Brock had his suspicions. He kept them to himself.

Delia met them at the door. Warm hugs, warm kitchen, the familiar smell of home. And within thirty seconds of stepping inside, she clocked it. The energy between Ash and Misty had transformed since their last visit. Before, the current had flowed one direction. Now it ran both ways.

Ash didn't make her wait.

He set down his bag, took Misty's hand, stood in front of his mother, and said: "Mom, this is my girlfriend. Misty."

Misty's face ignited. "H-hello, Aunt Delia."

She bowed, flustered, heart pounding. She'd known this conversation was coming. She hadn't known it was coming now.

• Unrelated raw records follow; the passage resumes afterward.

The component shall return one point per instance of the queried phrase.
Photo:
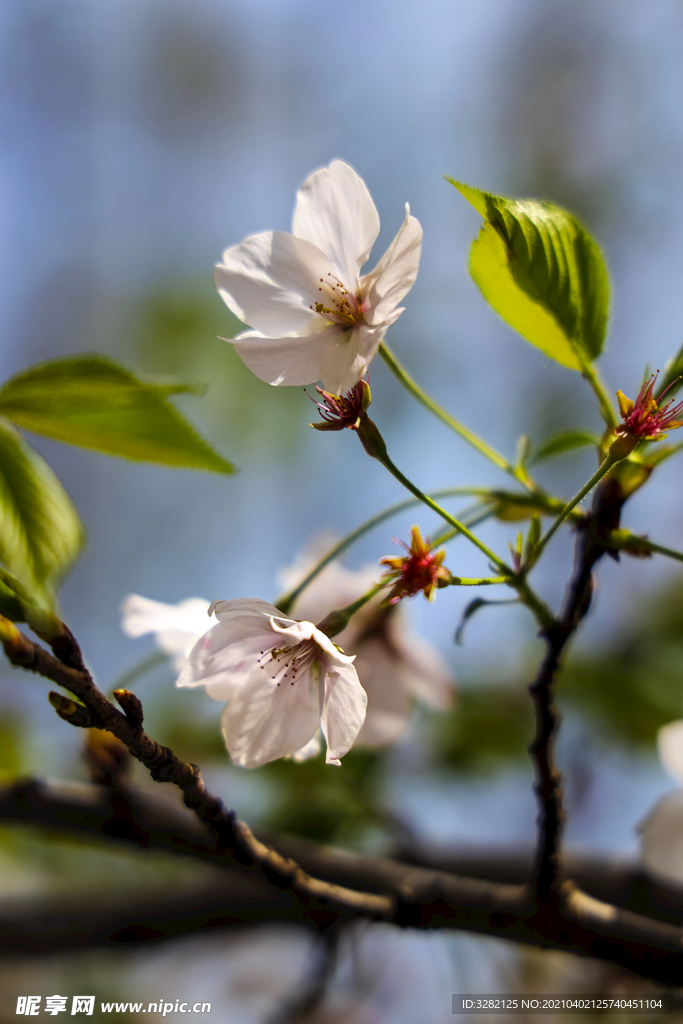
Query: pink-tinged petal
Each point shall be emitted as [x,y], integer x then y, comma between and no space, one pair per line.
[335,212]
[265,721]
[249,609]
[344,704]
[299,360]
[662,838]
[395,273]
[176,627]
[270,281]
[670,747]
[308,751]
[223,658]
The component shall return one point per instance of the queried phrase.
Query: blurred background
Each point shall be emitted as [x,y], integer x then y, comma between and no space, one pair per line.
[140,138]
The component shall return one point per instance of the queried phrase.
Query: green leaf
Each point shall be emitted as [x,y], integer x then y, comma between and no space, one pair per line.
[93,402]
[543,273]
[566,440]
[40,531]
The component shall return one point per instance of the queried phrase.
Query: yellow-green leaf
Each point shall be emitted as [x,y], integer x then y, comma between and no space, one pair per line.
[93,402]
[543,273]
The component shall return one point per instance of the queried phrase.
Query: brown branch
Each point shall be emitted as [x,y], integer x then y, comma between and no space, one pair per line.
[407,896]
[325,901]
[592,544]
[413,895]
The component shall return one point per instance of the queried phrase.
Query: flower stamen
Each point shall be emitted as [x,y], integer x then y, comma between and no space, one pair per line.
[294,660]
[420,569]
[645,418]
[342,307]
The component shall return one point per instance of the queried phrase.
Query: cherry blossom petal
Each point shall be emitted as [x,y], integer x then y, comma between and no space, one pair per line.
[343,712]
[308,751]
[270,281]
[395,273]
[333,355]
[265,721]
[223,659]
[141,614]
[176,627]
[335,212]
[662,838]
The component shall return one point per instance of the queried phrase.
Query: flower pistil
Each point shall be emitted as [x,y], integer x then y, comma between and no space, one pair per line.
[421,569]
[645,418]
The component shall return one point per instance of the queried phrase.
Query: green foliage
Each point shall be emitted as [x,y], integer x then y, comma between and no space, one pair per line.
[179,333]
[565,440]
[543,273]
[40,531]
[93,402]
[487,726]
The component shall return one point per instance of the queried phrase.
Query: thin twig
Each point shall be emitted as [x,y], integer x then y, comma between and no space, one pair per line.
[592,544]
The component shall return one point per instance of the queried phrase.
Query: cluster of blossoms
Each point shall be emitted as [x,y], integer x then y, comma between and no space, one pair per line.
[282,678]
[312,317]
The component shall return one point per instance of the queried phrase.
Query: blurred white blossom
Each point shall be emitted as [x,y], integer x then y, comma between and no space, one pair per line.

Ash hadn't mentioned on the walk home that he planned to announce it the instant they walked through the door. 

But beneath the panic, something warm spread through her chest. This was Ash. Direct, honest, incapable of hiding anything. He'd claimed her in front of his mother without a second's hesitation.

Whatever embarrassment that cost her, the security it gave her was worth more.

Delia's face broke into the widest smile Misty had ever seen on another human being.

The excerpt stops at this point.